Blog

The French Lexicon Ontology

Dec. 8, 2020

*The second rundown for my past project. I still have one in mind before reaching the Present.* The [French Wiktionary](https://fr.wiktionary.org/wiki/Wiktionnaire:Page_d%E2%80%99accueil) is an immense source of lexical knowledge about the French language. Its community model allowed it to reach a broad coverage of the language, making it one of the best sources available online. Moreover, it's open-sourced. Yet, its content is hardly machine readable, preventing its usage in general application. We tackle this by parsing the Wiktionary data and populating an handcrafted ontology. Check it out at !

FLOnt Illustration

# Building the ontology schema First on the list came the ontology crafting. I took a notepad, and started figuring out how lexical data should be represented. I wrote down three target features: 1. a part-of-speech taxonomy, 2. given a word, have outgoing links towards its synonyms, antonyms, etc., 3. given a word, have outgoing links towards its inflections. I tried several structures but finally chose to mimic the way Wiktionary was already organizing its data. Each **literal** is described in one article, each article is composed of **entries** (usually one entry per part-of-speech or per global meaning) and each entry may have several **definitions** that slightly differ, along with examples. That lead me to the following basic schema (under the classes are the associated data properties):
Top-level Ontology Classes: Literal, Lexical Entry and Lexical Sense
Top-level Ontology Classes
After a quick study of the existing articles within the French Wiktionary, lexical entries are broken down using the `rdfs:subClassOf` property into the following taxonomy:
Part-of-speech Taxonomy
Part-of-speech Taxonomy
Information of semantic links or inflections (including conjugations) are represented as object properties, between lexical entries and literals.
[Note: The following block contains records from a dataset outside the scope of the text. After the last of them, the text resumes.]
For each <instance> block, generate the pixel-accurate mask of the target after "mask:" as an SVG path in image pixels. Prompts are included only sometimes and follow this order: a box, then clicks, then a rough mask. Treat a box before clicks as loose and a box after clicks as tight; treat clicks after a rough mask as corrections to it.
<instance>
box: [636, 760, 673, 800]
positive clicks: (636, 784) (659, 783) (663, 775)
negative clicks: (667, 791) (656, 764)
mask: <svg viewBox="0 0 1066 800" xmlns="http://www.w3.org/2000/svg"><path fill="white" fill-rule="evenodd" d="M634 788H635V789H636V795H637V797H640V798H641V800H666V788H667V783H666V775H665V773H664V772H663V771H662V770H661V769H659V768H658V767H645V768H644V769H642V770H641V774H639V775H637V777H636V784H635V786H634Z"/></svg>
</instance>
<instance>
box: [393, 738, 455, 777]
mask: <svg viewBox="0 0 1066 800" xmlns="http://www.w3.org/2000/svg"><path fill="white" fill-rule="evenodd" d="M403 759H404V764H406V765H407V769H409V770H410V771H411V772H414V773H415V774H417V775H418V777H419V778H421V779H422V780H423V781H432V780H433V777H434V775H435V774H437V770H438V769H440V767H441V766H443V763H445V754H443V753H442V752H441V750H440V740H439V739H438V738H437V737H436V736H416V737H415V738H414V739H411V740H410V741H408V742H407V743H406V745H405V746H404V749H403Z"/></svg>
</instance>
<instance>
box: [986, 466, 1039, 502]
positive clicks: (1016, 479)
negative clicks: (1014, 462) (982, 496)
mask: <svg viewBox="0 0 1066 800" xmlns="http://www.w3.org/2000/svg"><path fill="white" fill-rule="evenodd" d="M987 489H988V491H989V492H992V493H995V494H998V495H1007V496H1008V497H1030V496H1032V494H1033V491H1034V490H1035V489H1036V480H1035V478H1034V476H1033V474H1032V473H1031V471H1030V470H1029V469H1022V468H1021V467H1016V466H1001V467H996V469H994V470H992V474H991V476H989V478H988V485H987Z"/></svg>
Domains and ranges of those properties are not trivially defined: I chose the simplest representation for WikiText parsing, but this representation may not be the best. [I wrote about this here](https://github.com/ychalier/flont/blob/master/TODO.md#re-targeting-flonthaslink-properties).
Object Relations Example for the common word 'épée'
Object Relations Example
The resulting schema can be found at . # Parsing the data The actual parsing needed data first: it came from an XML [dump](https://wikimedia.mirror.us.dev/backup-index.html). I first parsed the XML and put it in a SQLITE database so it would not take too long executing small queries while doing a preliminary data study. The data is first parsed into a Python representation. This parsing involves reading WikiText strings. Fortunately, a module [`wikitextparser`](https://github.com/5j9/wikitextparser) already exists for that. What it does not do is handling the different template specific to Wiktionary (specifying all the relevant data such as POS or gender). The task is therefore very grindy, and involves a lot of very specific bits of code. One main issue is the correctness of the input data: as it is written by humans, it comes with lots of errors, mispellings, and other inconsistencies. I tried to add some fixes for the most common ones, but (detecting) and covering everything would be an excessive task for such a project. Once that first parsing is done, that data is casted into a OWL ontology, using the [`owlready2`](https://pythonhosted.org/Owlready2/) interface. The ontology is then exported to a file. The whole process takes about half an hour, but requires a lot of free RAM. # Visualizing the output The final step was to implement a way to visualize the output data. Mainly, I recreated a minimalist French Wiktionary, but with an highly structured template. All referenced entities are linked and browsable. All relationships are also linked and browsable. Meta-information relative to the entities can be displayed. A SPARQL endpoint is also included, yet not available to the public (I wish to preserve my poor Raspberry Pi). As I usually do, I built a [Django](https://www.djangoproject.com/) application for that. My main concern was RAM consumption, as the server is hosted on a Rapsberry Pi with its 1Gb of RAM. Fortunately, using the SQLITE backend of Owlread2 is relatively RAM friendly. Yet, features such as indexing (for literal searching and ranking) are not possible. Anyway, you better see it for yourself at . # Update A second version of the ontology comes with global enhancements and some more features, such as a way to parse and represent etyomolgy data and a more generalized inflexion representation system, allowing for a complete conjugation representation. The code is available on GitHub at [ychalier/flont](https://github.com/ychalier/flont).